Yüzyılımız İslâm tefekkürünün nisbet inşacısı Salih Mirzabeyoğlu, bu çerçevede yeni tahassü­sün sanat sarayını da inşa eder. Bu tahassüsün “şah eseri” ise, “Kayan Yıldız Sırrı” isimli şiir ki­tabıdır.

Genç yaşında olmasına rağmen asıl misyo­nu olan mütefekkirlik noktasında kitaplık çapta eserlerini verip bağlı olduğu Büyük Doğu anlayı­şından hareketle sistemini kurarken, tahassüs alanında da ona nazire yaparcasına Büyük Do­ğu’ya nisbetinin sanat açısından da mihrakını bu­lan ana eserini ortaya koyar. Bu, şair için sormak zorunda olduğumuz “fikir ve keyfiyyette ne?” so­rusunun cevabını, ancak Salih Mirzabeyoğlu’nun eserleri boyunca ortaya koyduklarını izleyerek bu­labiliyoruz. Büyük Doğu’ya nisbetle inşa ettiği ideolocyası, şiirinin de bağlı olduğu fikir sistemini gösterir. Böylece, köksüz gidişe “dur!” diyerek, davanın muhtaç olduğu büyük çapı temellendi­rir. O, İbda keyfiyeti üzerine bir şiir sarayı inşâ eder.
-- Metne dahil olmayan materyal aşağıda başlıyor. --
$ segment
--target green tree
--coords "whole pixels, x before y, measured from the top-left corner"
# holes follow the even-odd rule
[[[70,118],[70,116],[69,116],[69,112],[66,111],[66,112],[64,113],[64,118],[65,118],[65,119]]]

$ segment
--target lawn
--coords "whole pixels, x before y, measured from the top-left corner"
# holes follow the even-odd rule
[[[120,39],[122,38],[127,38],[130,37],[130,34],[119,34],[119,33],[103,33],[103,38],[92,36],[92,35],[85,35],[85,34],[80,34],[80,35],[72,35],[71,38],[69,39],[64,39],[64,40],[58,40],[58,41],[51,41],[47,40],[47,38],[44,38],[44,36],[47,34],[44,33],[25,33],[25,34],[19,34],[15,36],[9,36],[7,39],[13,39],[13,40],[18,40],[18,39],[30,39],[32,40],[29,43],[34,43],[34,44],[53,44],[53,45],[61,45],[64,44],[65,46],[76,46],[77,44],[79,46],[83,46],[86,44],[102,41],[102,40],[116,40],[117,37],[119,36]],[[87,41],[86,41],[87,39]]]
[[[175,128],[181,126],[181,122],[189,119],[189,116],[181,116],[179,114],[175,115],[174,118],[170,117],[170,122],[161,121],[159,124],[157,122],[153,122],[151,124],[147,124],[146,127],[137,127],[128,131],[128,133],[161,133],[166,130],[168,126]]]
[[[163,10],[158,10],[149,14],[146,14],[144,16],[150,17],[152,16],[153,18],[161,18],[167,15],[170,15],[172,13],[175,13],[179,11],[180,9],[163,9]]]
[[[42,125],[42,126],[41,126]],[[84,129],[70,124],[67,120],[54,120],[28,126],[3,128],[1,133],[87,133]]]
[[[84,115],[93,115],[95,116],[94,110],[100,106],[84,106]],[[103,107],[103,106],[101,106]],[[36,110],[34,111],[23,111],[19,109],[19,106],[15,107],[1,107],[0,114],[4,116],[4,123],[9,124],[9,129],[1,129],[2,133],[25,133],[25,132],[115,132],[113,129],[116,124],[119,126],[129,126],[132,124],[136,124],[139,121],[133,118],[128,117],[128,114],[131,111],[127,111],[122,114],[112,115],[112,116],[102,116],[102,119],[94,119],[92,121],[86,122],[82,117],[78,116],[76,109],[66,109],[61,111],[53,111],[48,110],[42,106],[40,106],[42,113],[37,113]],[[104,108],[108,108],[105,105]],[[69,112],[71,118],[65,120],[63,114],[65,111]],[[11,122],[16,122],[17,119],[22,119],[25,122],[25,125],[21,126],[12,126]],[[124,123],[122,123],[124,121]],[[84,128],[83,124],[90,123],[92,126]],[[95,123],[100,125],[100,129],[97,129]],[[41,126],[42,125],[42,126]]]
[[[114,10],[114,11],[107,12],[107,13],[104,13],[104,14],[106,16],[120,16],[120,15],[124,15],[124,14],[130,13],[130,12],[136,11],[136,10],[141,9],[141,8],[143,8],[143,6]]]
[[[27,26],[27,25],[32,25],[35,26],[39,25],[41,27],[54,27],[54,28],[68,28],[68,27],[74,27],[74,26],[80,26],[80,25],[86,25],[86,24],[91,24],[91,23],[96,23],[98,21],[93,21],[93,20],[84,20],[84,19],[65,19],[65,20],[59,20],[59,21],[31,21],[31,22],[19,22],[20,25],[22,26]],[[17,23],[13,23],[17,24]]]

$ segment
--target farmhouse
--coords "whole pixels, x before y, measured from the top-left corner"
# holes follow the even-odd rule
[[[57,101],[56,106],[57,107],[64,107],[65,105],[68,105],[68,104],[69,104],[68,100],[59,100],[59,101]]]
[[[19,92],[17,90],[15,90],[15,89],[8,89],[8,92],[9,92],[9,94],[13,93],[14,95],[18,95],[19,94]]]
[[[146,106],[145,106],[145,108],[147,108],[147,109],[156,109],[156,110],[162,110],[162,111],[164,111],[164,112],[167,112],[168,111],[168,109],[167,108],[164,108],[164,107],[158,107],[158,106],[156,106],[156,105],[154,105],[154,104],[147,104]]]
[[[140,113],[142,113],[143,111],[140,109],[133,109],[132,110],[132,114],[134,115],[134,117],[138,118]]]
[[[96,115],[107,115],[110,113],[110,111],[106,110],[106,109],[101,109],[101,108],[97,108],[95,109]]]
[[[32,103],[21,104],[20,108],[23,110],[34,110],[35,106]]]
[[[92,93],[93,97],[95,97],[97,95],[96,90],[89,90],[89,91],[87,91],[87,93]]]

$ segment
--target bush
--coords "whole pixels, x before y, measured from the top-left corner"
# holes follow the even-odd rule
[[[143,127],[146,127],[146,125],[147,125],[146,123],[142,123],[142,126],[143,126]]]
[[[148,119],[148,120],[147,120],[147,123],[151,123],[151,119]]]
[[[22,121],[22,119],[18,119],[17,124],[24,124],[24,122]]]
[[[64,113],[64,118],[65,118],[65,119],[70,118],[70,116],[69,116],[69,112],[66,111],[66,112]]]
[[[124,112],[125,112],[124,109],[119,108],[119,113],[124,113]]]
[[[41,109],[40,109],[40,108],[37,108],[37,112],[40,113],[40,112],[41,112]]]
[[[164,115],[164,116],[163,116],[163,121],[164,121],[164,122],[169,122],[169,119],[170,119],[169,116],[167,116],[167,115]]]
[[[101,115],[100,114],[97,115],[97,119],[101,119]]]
"Kayan Yıldız Sırrı”nın çıkışı bir sürpriz ol­du. Tefekkürde rakiplerinin pabucunu dama atan İBDA mimarının, sanatta da aynı şeyi yaptığının resmidir bu. Fikirde asliyet ve şahsiyet belirttik­ten sonra, sanatta da aynı şeyi yapması aslında pek tâbiîdir. Çile’den sonra en büyük sanat olayıdır bu şiir kitabı. Necip Fazıl’da Çile, S. Mirzabeyoğlu’nda Kayan Yıldız Sırrı.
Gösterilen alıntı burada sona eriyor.